There’s no way this evil wizard is Dark Ritual-ing in silence either, I 100% believe there’s a sick riff going on in the background.
#3: Richard Wright’s Dark Ritual
Masterpiece Series: Amonkhet Invocations | Mythic
Market Price: $99.45
Talk about building a sense of place. The entire series of Amonkhet masterpieces are incredibly successful at defining a setting. I won’t lie: I love these cards. I don’t even care that the “hieroglyphic” typeface is somewhat hard to read, it’s worth it for the atmosphere. And this image is definitely atmospheric. Layers of atmospheric perspective build as buildings fade away into distance, developing a sense of scale. The balance of light and darkness is highly dramatic, placing the scene squarely at the precipitous time of sunrise and heightening the sense of ceremony.
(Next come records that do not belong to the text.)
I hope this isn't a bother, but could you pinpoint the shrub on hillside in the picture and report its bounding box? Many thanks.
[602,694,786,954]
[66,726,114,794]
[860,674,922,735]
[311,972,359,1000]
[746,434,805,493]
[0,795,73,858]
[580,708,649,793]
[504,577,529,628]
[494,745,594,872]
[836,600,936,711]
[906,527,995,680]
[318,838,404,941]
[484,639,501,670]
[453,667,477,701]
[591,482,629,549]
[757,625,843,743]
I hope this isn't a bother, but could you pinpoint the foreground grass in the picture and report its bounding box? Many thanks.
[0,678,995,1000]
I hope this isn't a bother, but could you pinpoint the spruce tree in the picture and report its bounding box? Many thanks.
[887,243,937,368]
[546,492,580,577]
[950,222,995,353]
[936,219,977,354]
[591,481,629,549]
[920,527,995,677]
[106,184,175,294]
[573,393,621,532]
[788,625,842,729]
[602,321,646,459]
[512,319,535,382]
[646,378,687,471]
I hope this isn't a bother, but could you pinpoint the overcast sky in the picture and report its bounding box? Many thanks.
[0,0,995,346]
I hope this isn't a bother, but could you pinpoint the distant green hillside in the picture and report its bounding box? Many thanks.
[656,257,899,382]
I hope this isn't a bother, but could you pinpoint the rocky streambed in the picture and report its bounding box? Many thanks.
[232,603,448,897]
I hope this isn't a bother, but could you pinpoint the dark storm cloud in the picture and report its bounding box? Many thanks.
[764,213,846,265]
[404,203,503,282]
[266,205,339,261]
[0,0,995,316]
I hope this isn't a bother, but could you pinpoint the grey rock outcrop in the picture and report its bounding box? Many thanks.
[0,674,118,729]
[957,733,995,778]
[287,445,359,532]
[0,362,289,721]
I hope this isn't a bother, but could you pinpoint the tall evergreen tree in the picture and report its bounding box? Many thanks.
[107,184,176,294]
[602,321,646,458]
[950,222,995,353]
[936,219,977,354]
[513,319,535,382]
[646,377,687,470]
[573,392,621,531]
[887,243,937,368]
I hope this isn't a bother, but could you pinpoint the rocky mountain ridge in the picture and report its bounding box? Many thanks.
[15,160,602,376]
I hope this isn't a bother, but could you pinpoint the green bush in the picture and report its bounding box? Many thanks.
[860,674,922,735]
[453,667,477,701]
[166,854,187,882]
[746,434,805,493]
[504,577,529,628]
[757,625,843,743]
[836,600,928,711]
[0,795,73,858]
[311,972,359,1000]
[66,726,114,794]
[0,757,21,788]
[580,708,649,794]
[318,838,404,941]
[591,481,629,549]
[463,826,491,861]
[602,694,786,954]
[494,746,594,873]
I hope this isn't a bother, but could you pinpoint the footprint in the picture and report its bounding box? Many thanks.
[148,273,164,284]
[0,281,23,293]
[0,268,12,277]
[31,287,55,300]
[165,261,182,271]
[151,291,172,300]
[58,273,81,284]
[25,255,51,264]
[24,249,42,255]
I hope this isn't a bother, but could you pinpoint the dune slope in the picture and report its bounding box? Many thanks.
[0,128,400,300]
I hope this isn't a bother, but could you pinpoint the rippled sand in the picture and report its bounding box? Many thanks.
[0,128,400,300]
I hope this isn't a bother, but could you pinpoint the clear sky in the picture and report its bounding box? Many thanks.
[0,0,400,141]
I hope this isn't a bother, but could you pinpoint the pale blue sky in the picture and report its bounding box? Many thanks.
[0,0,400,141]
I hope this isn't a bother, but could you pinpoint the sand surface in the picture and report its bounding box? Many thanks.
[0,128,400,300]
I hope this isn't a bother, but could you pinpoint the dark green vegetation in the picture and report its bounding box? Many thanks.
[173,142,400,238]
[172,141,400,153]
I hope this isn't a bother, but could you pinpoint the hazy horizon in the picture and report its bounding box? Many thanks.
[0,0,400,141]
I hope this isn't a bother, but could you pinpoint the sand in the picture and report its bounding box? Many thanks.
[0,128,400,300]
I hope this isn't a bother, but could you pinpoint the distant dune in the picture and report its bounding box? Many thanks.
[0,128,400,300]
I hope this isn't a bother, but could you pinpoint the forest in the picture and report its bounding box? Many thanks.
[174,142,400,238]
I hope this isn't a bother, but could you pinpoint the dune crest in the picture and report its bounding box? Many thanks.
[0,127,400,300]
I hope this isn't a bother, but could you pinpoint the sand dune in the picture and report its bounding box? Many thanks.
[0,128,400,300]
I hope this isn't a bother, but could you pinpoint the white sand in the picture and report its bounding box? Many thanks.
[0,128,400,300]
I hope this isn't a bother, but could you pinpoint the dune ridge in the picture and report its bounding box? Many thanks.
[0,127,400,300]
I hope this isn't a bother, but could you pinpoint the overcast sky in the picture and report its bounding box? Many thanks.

There are figures lined up in a ritualistic manner along the center line of the scene, but they are too small and dark to see clearly. If I have any critique, it’s that the “ritual” itself isn’t very clear in the action of the illustration. There is some reliance here on the context of Amonkhet; you have to know a bit of the set’s storyline to know that this is a ritual.
#2: Robbie Trevino’s Dark Ritual
Masters 25 | Common
I’ve talked about the strength of triangular composition a lot of times before now, but this is probably the most obvious example of it I’ve seen in card art. It’s a perfectly centered symmetrical triangle, the two hands and the point of the hood (pointed to further enhance the triangle). It also leans really heavily on the basic principle of creating a focal point through contrast. A really bright thing next to a really dark thing draws the eye like a magnet, something the artist has used three times here to make his triangle points even sharper. To add a third layer of direction, he has even gone so far as to circle each point, as if to say “RIGHT HERE, LOOK AT THIS.”
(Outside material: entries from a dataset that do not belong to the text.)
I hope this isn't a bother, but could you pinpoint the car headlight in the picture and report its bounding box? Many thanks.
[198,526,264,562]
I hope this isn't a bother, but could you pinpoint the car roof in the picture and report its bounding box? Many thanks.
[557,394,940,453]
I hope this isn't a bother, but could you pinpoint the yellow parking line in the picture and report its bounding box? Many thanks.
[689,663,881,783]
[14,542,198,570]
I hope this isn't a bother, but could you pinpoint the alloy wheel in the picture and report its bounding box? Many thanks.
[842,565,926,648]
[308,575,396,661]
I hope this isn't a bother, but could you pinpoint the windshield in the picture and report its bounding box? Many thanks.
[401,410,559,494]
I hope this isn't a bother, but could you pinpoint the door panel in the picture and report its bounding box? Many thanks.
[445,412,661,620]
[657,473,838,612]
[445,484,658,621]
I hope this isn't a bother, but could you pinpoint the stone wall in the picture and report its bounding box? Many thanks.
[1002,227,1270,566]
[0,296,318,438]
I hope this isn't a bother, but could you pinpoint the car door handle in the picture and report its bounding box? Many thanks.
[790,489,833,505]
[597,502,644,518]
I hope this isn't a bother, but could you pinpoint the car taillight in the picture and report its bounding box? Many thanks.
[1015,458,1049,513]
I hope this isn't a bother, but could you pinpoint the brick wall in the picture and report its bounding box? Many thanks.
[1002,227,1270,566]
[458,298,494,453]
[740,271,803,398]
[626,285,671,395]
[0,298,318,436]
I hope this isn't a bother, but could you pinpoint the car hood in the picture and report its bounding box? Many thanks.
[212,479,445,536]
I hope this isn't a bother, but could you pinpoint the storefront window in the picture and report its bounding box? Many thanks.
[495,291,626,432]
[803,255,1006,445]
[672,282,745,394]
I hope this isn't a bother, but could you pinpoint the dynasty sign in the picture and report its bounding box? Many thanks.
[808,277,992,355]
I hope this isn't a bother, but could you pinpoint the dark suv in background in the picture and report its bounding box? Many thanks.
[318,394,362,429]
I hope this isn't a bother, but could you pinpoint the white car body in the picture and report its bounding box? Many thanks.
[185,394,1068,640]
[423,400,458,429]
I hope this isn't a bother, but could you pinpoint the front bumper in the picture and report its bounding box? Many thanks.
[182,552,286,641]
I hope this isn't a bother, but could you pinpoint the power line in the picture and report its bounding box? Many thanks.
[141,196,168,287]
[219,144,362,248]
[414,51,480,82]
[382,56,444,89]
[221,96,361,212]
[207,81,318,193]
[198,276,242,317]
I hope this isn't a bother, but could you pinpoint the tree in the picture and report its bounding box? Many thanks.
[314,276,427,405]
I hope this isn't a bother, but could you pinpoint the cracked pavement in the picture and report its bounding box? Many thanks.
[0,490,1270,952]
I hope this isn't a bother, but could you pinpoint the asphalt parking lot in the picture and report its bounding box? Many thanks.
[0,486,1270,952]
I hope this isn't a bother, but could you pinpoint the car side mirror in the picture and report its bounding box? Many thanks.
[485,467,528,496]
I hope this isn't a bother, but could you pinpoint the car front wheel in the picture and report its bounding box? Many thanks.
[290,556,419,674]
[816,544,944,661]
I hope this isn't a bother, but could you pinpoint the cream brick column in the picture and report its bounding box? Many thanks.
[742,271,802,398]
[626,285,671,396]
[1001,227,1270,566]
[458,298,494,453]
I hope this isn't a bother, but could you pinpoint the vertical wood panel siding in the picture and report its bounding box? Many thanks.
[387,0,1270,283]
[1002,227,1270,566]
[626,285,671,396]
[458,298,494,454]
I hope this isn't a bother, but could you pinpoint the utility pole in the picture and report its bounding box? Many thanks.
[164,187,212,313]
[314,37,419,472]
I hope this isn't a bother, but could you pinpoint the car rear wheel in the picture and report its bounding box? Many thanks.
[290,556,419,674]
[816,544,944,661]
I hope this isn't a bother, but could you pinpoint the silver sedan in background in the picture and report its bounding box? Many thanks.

It’s almost too successful, because the third hand in the middle of the frame is easy to miss in the neverending excitement of TRIANGLES.
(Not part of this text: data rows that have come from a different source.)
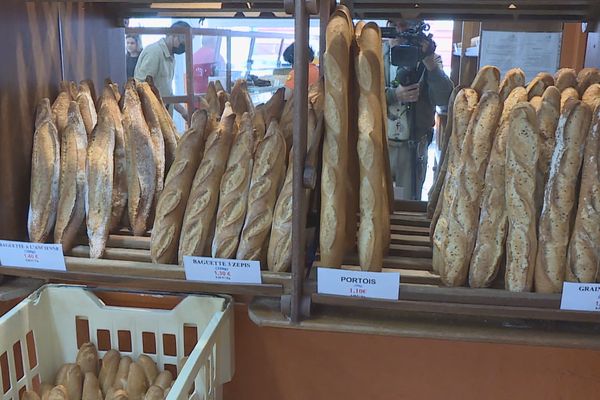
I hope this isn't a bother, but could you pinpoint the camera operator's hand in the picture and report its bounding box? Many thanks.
[395,83,419,103]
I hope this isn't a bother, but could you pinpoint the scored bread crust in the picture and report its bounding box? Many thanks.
[534,99,591,293]
[469,87,527,287]
[504,102,539,292]
[236,120,285,262]
[179,103,236,264]
[431,88,479,274]
[566,100,600,283]
[438,91,502,286]
[211,112,255,258]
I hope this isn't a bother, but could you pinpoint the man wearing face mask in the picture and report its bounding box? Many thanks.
[134,21,190,119]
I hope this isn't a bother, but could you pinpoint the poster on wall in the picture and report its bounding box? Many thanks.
[479,30,562,82]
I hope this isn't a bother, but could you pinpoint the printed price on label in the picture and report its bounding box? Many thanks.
[0,240,67,271]
[317,268,400,300]
[183,256,262,284]
[560,282,600,311]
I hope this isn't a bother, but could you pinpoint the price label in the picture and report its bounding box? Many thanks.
[0,240,67,271]
[560,282,600,311]
[317,268,400,300]
[183,256,262,284]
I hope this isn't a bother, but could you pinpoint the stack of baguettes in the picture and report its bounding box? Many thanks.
[28,79,177,258]
[429,66,600,293]
[320,6,393,271]
[151,80,322,272]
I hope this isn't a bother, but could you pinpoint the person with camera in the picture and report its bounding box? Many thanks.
[384,19,454,200]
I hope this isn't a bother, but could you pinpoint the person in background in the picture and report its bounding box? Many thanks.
[283,43,319,90]
[385,19,454,200]
[134,21,190,119]
[125,34,143,78]
[194,35,225,94]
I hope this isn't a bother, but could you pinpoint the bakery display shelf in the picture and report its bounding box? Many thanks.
[2,231,291,297]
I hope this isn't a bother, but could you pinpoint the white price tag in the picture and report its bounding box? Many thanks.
[317,268,400,300]
[183,256,262,284]
[560,282,600,311]
[0,240,67,271]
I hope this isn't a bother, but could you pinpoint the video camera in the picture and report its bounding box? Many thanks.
[381,22,436,86]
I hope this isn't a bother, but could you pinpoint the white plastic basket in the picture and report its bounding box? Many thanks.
[0,285,234,400]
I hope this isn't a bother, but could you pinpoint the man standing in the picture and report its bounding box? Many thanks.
[385,19,453,200]
[134,21,190,119]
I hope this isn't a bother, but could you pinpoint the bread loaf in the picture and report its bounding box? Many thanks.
[54,101,87,251]
[471,65,500,97]
[566,99,600,282]
[123,80,157,236]
[320,10,352,268]
[27,98,60,243]
[505,102,540,292]
[150,110,212,264]
[498,68,525,101]
[431,88,479,274]
[211,113,255,258]
[469,87,527,287]
[438,91,502,286]
[236,121,285,261]
[554,68,577,92]
[577,67,600,96]
[83,104,115,260]
[534,99,591,293]
[179,104,235,264]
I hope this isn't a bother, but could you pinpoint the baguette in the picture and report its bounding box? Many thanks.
[150,110,210,264]
[471,65,500,97]
[554,68,577,92]
[534,99,591,293]
[211,113,255,258]
[438,91,502,286]
[505,102,540,292]
[83,104,115,260]
[498,68,525,101]
[566,101,600,283]
[123,80,157,236]
[27,98,60,243]
[136,82,165,203]
[469,87,527,287]
[581,83,600,108]
[431,88,479,274]
[54,101,87,252]
[320,10,352,268]
[236,121,285,261]
[179,104,235,264]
This is also a really, really good example of how to use line effectively in composition. There is a variety of line weights here used very intentionally to create texture and atmosphere.
Contrast it to the evil druids in spot number 11 up top, and you should be able to see how the line use in that piece is unsuccessful by comparison. Here we see thick, chunky outlines in some places, defining forms, and thin, wispy lines suggesting smoke in others. The variation in line weight is masterful in this piece.
#1: Tom Fleming’s Dark Ritual
Urza’s Saga | Common
I enjoy this piece because it says a lot without showing everything—the viewer is left to read between the lines to understand the story. Allowing the viewer to interpret indirect meaning is flattering to their intelligence. It’s like the difference between a From Soft game and something that spoon feeds you all the information right away.
This is the quiet moment after the ritualist’s dark bargain, the pause between the evil deed and the surge of power. I love this moment that makes you think “Was it worth it? Do the ends justify the means?” It’s psychologically interesting, a unique take on this card to leave the viewer for a moment with the cold evidence of what they’ve done. Phyrexia plays so well with this sinister vibe, it’s absolutely goosebump worthy.
In addition to all that, this artwork really reminds me of the Death of Marat, by Jacques-Louis David.
Parallels exist in the gesture of the hand, limp over the edge, the small drips of blood implying a moment of heated violence just passed, even in the very well rendered cloth drapery which seems almost incongruous with the rest of this illustration. What’s more: as the Phyrexians’ primary interests are to invade and conquer, they are exactly the kind of force a rebellious human-rights advocate like Marat would oppose.